Learning patterns in data requires to extract interesting, statistically significant regularities in (large) data sets, e.g. detection of cancer cells in tissue microarrays and estimating their staining or role mining in security permission management. Admissible solutions or hypotheses specify the context of pattern analysis problems which have to cope with model mismatch and noise in data. An information theoretic approach is developed which estimates the precision of inferred solution sets and regularizes solutions in a noise adapted way. The tradeoff between "informativeness" and "robustness" is mirrored in the balance between high information content and identifiability of solution sets, thereby giving rise to a new notion of context sensitive information. Cost function to rank solutions and, more abstractly, algorithms are considered as noisy channels with an approximation capacity. The effectiveness of the principle is demonstrated by model validation for spectral clustering based on different variants of graph cuts and by analyzing preference data to robustly extract total orders of ranked items.
Joachim M. Buhmann leads the Machine Learning Laboratory in the Department of Computer Science at ETH Zurich.
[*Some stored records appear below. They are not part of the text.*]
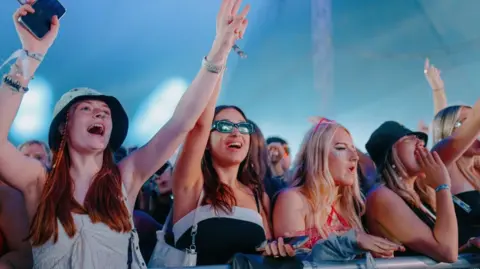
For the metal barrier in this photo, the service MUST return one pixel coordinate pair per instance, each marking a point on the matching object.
(464, 261)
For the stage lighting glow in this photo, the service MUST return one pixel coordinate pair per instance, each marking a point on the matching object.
(34, 113)
(157, 109)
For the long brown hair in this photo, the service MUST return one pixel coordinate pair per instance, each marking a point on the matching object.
(103, 201)
(221, 195)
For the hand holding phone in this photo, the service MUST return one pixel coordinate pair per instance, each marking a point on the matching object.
(24, 19)
(283, 247)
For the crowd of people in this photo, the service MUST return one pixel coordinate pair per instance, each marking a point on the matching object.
(82, 200)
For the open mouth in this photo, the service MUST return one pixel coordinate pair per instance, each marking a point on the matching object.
(96, 129)
(234, 145)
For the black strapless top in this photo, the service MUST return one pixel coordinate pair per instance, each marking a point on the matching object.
(467, 209)
(426, 218)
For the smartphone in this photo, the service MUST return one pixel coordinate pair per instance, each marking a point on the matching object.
(296, 242)
(39, 22)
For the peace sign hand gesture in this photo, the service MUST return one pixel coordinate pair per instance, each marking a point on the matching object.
(231, 26)
(432, 74)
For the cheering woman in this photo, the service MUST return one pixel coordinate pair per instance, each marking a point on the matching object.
(80, 211)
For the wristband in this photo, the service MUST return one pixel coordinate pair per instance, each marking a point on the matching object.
(442, 187)
(14, 84)
(37, 56)
(212, 68)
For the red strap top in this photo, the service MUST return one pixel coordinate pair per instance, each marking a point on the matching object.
(338, 226)
(3, 244)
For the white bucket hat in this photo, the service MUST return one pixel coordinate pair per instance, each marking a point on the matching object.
(119, 116)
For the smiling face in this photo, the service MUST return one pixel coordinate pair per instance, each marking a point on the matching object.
(405, 148)
(89, 126)
(229, 148)
(343, 158)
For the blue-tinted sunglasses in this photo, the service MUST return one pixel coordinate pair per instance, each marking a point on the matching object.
(226, 127)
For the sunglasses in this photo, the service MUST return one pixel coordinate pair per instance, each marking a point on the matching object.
(227, 127)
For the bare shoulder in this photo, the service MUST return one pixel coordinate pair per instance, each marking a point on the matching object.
(9, 193)
(10, 197)
(383, 199)
(291, 197)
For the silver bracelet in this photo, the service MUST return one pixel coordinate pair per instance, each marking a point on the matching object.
(17, 71)
(212, 68)
(14, 84)
(37, 56)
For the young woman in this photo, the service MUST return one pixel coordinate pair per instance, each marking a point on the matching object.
(465, 170)
(403, 209)
(455, 131)
(325, 196)
(15, 251)
(80, 211)
(216, 165)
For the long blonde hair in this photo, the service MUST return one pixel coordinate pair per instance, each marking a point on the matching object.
(315, 182)
(391, 173)
(443, 127)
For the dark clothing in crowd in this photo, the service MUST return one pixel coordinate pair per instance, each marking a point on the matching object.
(467, 209)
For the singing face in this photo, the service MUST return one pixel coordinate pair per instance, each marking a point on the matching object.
(230, 138)
(89, 126)
(343, 158)
(405, 148)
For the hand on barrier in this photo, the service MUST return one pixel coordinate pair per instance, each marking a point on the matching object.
(380, 248)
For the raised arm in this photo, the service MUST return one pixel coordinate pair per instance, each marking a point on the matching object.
(187, 169)
(389, 214)
(14, 225)
(432, 74)
(18, 170)
(454, 146)
(145, 161)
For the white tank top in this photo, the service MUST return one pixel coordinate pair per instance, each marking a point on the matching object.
(94, 246)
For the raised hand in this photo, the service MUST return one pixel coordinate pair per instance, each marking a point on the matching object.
(231, 26)
(380, 248)
(422, 127)
(432, 74)
(434, 171)
(29, 41)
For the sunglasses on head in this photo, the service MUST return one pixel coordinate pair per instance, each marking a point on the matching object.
(226, 127)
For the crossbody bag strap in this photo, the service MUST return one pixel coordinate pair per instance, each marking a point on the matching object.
(466, 207)
(193, 247)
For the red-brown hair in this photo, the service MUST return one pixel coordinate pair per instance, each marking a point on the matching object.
(103, 201)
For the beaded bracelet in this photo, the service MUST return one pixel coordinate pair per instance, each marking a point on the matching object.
(212, 67)
(14, 84)
(442, 187)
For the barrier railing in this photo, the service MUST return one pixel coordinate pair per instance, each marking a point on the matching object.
(464, 261)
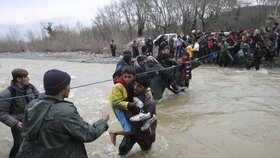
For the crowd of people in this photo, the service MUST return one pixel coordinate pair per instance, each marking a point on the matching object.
(46, 125)
(235, 48)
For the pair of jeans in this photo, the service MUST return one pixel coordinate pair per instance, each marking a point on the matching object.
(17, 142)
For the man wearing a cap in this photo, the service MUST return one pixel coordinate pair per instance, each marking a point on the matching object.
(12, 108)
(53, 126)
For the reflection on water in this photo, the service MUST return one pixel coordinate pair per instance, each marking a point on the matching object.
(227, 112)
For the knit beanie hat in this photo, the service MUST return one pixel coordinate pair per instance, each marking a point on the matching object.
(127, 58)
(55, 81)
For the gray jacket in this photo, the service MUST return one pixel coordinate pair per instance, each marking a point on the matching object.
(11, 111)
(54, 128)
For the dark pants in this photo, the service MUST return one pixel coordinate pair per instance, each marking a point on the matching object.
(17, 142)
(113, 52)
(128, 142)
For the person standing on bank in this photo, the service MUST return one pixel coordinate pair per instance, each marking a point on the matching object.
(11, 111)
(53, 126)
(113, 48)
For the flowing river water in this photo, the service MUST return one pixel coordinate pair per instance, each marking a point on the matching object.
(226, 112)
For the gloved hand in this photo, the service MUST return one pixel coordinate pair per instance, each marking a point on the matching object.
(138, 102)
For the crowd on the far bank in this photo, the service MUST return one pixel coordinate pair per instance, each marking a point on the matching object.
(236, 48)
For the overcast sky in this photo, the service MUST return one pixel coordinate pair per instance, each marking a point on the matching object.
(23, 15)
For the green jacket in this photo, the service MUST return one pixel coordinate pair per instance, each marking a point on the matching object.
(54, 128)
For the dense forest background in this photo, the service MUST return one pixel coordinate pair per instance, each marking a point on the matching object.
(125, 20)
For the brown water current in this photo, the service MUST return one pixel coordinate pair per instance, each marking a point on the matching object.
(226, 112)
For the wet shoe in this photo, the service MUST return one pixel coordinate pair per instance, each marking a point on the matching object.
(139, 103)
(140, 116)
(148, 123)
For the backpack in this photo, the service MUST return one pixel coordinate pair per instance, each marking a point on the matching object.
(13, 94)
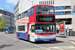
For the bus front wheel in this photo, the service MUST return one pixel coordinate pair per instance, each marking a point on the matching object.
(28, 37)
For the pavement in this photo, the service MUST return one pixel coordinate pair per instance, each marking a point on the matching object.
(71, 38)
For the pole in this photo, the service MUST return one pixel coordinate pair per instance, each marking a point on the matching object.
(32, 2)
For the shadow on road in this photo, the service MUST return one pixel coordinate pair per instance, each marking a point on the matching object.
(5, 45)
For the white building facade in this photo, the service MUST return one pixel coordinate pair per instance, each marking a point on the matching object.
(63, 9)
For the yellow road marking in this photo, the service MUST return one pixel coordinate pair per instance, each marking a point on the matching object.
(72, 42)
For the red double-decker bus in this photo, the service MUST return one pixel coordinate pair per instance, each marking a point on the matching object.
(37, 24)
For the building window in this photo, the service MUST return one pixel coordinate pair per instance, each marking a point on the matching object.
(59, 13)
(45, 2)
(21, 28)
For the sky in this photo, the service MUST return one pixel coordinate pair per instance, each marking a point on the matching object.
(8, 5)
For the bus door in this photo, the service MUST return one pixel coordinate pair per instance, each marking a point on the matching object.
(32, 32)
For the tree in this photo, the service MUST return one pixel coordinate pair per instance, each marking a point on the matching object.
(3, 23)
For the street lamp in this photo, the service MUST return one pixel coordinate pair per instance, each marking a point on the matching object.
(31, 1)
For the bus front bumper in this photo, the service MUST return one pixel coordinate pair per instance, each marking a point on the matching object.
(50, 39)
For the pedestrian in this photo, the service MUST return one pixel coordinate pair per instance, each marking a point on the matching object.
(67, 31)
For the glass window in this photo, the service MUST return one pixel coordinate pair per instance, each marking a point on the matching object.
(44, 10)
(32, 11)
(21, 28)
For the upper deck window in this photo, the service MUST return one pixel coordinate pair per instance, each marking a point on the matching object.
(44, 10)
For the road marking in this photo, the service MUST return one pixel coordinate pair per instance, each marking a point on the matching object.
(72, 42)
(27, 42)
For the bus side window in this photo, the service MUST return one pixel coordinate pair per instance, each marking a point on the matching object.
(32, 28)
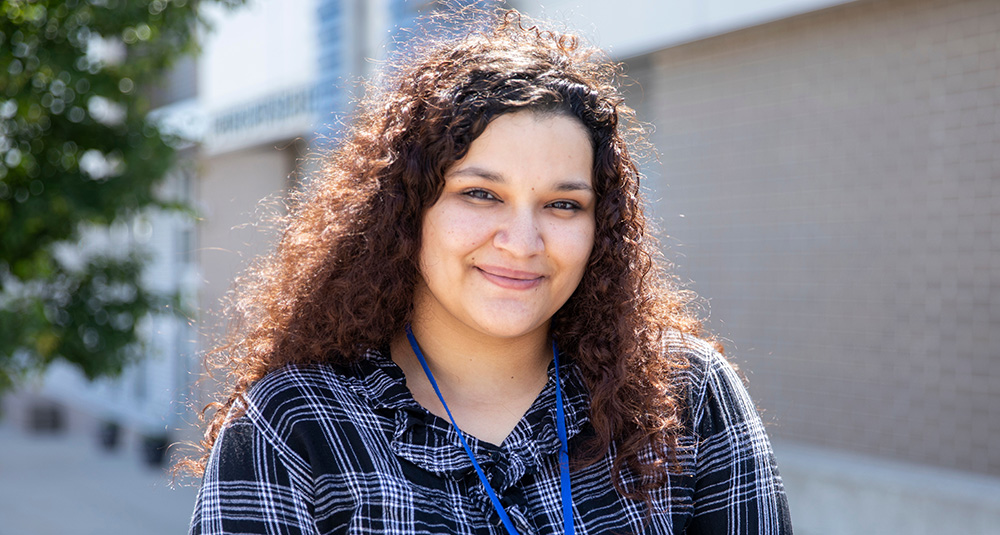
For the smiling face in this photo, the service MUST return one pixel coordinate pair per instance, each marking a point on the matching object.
(508, 241)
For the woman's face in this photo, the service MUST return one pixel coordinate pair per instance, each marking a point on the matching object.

He has been a full professor of Information Science and Engineering (Informatik) since October 2003.
Born in 1959 in Friedrichshafen, Germany, he studied Physics at the Technical University Munich and obtained his PhD in Theoretical Biophysics under the supervision of Professor Klaus Schulten. His doctoral thesis was about pattern recognition in neural networks. He then spent three years as a research associate and assistant professor at the University of Southern California, Los Angeles. In 1991 he worked at the Lawrence Livermore National Laboratory in California. He held a professorship for practical Computer Science (praktische Informatik) at the University of Bonn, Germany from 1992 to 2003.
His research interests spans the areas of pattern recognition and data analysis, including machine learning, statistical learning theory and applied statistics. Application areas of his research include image analysis, medical imaging, acoustic processing and bioinformatics. He serves as president of the German Pattern Recognition Society (Deutschen Arbeitsgemeinschaft für Mustererkennung) since 2009, including serving on the board during 2000-2003. He was associate editor for IEEE Transactions on Neural Networks, IEEE Transactions on Image Processing and IEEE Transaction on Pattern Analysis and Machine Intelligence.